Wie in den sechziger Jahren ... so sollte es noch heute schallen. Das Krächzen, Krallen, Kreischen und Kratzen von 'spikes' - bewehrten Autos. Die Überlebensstrategie der Skandinavier hat was. Für Leute, die dort mit reinen Gummis unterwegs sind, hat man im Winter nur ein müdes Lächeln übrig. Hier greift man zu. Von November bis Ende Februar Pflicht und davor und danach toleriert. Spikes-Räder sind die Zauberformel.
Nur: von Ostern bis Mitte Oktober eines Jahres ist Sommer. Dann auch Sommerreifen.
Aber wir haben ja den 'climate-change' ...
Der macht einen Wintereinbruch in Deutschland nur noch zum Überraschungsei. Das überrascht dann wirklich ... und ist überraschend.
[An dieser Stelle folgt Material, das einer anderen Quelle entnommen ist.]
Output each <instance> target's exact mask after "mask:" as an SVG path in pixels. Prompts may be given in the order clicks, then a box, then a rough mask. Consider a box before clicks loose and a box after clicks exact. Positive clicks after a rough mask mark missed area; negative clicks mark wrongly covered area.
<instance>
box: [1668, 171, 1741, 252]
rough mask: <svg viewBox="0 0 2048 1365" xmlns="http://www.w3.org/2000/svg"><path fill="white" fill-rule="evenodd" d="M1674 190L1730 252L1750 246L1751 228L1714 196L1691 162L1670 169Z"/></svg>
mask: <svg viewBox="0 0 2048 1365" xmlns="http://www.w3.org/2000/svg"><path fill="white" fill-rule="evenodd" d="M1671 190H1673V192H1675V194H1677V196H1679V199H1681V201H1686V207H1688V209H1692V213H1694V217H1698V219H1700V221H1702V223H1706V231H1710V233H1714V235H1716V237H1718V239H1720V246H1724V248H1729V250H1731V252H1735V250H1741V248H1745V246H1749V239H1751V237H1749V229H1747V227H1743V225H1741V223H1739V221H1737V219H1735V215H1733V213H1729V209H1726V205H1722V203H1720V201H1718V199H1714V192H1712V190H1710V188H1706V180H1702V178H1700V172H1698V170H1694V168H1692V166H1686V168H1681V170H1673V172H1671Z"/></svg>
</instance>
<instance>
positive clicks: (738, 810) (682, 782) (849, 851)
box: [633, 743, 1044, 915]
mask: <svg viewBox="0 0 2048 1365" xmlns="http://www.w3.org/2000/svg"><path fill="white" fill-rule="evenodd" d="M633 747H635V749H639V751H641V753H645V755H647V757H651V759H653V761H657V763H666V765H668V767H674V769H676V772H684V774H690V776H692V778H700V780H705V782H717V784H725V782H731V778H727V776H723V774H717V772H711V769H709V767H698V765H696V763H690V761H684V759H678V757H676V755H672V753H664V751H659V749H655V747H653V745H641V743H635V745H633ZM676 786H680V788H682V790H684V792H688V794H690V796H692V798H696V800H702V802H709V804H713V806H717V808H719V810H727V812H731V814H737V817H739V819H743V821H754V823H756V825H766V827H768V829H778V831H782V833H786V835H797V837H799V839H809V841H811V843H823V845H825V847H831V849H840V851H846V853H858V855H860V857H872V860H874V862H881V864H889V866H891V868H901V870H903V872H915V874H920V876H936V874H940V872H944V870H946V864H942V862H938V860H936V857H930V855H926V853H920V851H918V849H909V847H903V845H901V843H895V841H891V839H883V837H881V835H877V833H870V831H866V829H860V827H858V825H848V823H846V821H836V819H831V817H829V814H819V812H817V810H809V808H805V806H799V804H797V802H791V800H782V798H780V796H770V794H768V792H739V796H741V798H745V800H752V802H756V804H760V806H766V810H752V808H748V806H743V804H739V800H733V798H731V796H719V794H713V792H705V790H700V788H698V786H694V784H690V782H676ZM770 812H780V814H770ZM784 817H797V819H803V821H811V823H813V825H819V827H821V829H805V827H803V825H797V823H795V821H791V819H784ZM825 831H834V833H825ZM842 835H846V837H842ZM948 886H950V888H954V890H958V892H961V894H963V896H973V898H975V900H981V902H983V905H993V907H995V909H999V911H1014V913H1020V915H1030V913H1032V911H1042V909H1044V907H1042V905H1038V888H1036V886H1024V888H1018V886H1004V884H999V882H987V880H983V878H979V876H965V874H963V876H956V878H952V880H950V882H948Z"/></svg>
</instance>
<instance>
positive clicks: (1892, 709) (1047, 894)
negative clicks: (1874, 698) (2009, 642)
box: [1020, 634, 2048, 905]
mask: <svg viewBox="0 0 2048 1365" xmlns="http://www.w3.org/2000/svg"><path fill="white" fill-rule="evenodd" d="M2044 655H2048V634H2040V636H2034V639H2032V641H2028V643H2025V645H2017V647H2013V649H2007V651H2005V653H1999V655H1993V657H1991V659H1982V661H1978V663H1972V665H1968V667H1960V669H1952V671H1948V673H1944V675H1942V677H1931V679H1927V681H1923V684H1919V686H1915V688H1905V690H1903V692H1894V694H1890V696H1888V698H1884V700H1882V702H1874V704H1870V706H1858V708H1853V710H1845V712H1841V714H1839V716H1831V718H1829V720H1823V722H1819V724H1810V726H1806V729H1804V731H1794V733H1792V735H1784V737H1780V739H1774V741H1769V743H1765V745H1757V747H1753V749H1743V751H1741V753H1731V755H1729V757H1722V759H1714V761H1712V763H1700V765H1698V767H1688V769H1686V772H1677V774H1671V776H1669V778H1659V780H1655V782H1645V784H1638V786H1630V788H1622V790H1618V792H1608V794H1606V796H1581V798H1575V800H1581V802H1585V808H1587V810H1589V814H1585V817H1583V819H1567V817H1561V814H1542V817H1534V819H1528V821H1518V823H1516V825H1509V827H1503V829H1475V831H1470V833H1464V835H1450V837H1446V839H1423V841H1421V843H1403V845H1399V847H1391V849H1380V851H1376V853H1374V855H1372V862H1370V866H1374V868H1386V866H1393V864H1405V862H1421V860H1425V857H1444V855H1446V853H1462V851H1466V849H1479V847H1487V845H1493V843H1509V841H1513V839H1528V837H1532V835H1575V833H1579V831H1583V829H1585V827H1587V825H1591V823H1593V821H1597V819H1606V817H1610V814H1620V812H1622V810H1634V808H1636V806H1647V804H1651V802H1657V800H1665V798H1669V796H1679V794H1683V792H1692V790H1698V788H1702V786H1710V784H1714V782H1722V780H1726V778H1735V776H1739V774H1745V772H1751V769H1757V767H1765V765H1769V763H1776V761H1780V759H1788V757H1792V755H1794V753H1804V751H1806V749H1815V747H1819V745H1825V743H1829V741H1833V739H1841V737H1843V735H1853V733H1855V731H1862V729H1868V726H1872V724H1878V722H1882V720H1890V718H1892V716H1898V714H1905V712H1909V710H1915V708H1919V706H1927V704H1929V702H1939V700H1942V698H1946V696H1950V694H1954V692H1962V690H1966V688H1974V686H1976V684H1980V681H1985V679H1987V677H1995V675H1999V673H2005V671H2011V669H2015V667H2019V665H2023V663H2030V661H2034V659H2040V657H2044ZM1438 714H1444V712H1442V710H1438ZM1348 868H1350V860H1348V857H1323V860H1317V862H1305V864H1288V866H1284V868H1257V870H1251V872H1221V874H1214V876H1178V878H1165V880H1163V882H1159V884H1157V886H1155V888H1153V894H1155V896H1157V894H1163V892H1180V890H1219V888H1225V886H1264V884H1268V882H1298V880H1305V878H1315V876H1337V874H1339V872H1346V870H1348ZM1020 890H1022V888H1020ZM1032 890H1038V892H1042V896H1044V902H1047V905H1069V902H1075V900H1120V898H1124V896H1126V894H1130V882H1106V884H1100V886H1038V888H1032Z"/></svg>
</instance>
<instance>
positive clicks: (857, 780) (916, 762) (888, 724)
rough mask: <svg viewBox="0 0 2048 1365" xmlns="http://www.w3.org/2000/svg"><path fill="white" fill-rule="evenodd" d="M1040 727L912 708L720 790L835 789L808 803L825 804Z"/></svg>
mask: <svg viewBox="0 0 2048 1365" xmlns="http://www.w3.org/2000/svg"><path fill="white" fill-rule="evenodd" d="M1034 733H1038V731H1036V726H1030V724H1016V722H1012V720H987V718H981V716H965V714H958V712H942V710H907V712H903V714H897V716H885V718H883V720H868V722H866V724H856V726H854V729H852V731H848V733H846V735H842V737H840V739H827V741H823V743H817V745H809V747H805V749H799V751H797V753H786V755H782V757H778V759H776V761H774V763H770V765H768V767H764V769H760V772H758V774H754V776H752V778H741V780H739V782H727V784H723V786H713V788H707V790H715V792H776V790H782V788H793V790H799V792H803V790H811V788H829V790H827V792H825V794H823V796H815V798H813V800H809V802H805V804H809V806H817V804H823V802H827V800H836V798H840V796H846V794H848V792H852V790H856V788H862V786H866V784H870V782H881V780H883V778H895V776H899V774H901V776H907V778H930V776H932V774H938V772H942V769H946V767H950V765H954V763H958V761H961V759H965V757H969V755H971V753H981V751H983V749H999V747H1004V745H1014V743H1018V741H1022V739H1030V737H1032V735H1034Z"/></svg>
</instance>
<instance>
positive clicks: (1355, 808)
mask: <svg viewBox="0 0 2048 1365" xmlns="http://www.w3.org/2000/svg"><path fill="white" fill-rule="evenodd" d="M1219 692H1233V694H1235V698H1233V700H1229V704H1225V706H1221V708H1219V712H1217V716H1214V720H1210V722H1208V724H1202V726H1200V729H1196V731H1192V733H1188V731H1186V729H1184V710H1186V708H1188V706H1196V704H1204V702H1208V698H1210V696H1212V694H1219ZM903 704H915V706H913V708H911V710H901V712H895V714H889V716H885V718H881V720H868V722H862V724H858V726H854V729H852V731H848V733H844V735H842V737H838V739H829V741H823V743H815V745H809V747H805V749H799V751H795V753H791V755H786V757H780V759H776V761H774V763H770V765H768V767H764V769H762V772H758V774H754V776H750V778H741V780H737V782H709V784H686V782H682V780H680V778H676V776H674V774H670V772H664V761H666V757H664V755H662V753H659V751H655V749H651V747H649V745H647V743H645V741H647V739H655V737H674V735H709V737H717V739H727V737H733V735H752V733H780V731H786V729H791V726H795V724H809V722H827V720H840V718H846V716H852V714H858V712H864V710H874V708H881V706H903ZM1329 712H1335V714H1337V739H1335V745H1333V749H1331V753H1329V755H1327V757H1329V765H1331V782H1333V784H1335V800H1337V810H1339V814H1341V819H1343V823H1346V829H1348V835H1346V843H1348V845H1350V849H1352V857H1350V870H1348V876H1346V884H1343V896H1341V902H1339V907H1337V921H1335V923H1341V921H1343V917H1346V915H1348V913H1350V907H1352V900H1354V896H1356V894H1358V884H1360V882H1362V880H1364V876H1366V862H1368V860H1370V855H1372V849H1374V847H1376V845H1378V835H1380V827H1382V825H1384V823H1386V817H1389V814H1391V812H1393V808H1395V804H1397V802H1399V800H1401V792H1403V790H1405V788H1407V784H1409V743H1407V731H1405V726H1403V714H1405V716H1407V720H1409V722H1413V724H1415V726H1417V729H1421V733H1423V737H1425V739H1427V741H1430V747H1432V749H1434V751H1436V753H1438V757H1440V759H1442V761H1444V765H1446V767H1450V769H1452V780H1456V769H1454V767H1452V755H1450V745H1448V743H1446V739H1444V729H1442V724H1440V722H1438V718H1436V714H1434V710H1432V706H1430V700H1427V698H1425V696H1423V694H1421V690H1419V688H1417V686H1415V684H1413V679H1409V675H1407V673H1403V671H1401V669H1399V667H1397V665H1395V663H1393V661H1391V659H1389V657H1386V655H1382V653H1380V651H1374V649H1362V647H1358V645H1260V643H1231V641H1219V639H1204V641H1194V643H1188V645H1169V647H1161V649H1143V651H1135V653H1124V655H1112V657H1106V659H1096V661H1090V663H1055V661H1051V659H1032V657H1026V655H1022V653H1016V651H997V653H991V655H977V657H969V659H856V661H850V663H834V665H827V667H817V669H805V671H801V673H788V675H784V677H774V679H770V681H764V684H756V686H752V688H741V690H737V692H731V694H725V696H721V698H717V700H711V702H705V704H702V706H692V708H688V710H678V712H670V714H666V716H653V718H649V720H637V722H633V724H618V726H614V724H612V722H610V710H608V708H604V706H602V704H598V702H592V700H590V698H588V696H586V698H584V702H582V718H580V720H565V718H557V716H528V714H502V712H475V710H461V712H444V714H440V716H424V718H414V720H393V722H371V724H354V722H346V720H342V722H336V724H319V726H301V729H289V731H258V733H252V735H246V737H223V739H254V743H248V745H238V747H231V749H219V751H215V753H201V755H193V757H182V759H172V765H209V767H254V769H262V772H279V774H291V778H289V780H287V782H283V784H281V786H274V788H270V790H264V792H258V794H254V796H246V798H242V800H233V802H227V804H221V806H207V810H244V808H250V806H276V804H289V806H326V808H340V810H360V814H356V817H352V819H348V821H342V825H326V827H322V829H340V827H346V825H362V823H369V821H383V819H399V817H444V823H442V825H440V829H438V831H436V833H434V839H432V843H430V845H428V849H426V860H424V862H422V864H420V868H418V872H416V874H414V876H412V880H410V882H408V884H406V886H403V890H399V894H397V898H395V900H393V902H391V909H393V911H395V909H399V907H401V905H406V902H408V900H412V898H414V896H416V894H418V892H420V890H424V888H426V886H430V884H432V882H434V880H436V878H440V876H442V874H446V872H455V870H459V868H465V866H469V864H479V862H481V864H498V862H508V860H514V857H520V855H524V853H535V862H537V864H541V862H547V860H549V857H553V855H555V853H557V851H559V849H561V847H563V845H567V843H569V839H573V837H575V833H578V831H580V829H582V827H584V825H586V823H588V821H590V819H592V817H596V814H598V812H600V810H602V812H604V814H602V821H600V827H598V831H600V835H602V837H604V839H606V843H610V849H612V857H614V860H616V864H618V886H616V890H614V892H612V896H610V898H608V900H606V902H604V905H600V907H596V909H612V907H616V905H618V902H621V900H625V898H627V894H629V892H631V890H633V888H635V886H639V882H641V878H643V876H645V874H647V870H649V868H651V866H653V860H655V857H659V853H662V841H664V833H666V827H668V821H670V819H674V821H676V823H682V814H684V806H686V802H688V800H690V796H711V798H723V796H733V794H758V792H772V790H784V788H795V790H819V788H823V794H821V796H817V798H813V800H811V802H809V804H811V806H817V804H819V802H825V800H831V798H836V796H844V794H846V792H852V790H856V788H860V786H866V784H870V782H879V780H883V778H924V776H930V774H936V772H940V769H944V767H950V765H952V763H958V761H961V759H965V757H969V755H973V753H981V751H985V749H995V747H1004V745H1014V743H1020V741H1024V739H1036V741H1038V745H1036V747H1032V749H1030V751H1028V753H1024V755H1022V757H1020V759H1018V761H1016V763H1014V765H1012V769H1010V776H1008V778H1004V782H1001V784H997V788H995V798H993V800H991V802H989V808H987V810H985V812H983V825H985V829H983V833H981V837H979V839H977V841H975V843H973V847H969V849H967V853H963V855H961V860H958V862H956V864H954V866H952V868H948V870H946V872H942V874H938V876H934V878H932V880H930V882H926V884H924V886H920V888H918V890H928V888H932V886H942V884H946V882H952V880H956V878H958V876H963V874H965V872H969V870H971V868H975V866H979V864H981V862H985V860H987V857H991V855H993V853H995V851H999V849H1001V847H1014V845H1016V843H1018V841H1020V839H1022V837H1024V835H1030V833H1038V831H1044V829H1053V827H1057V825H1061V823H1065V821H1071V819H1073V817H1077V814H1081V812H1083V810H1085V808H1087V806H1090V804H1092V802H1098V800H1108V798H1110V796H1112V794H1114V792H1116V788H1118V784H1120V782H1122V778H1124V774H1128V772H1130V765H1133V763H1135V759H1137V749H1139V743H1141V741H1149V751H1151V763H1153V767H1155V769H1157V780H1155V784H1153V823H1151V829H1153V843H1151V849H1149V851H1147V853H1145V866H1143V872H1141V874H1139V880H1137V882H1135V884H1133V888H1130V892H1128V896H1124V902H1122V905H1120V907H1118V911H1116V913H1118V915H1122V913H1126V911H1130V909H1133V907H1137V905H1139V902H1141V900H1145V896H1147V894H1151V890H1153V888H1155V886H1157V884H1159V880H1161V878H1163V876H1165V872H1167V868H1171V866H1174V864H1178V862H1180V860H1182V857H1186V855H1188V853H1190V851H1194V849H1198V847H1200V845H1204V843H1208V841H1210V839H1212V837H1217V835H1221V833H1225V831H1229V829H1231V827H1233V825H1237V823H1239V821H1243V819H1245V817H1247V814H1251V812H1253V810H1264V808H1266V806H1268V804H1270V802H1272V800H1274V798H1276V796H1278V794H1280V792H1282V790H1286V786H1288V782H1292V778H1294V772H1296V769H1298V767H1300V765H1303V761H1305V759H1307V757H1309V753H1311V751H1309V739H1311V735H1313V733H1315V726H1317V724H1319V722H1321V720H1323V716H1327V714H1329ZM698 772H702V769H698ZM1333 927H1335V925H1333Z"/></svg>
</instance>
RBrunnerHH (17.02.2009, 09:44 Uhr)
WINTERREIFENPFLICHT
sofort!
kohlenss (17.02.2009, 09:25 Uhr)
Liebe Ökos
offensichtlich wirkt die Erderwärmung noch nicht so richtig. Tipp: Versucht das doch mit Hilfe von ein paar Forschungsmillionen herauszubekommen. Bin gespannt, was Ihr dann alle uns predigen werdet.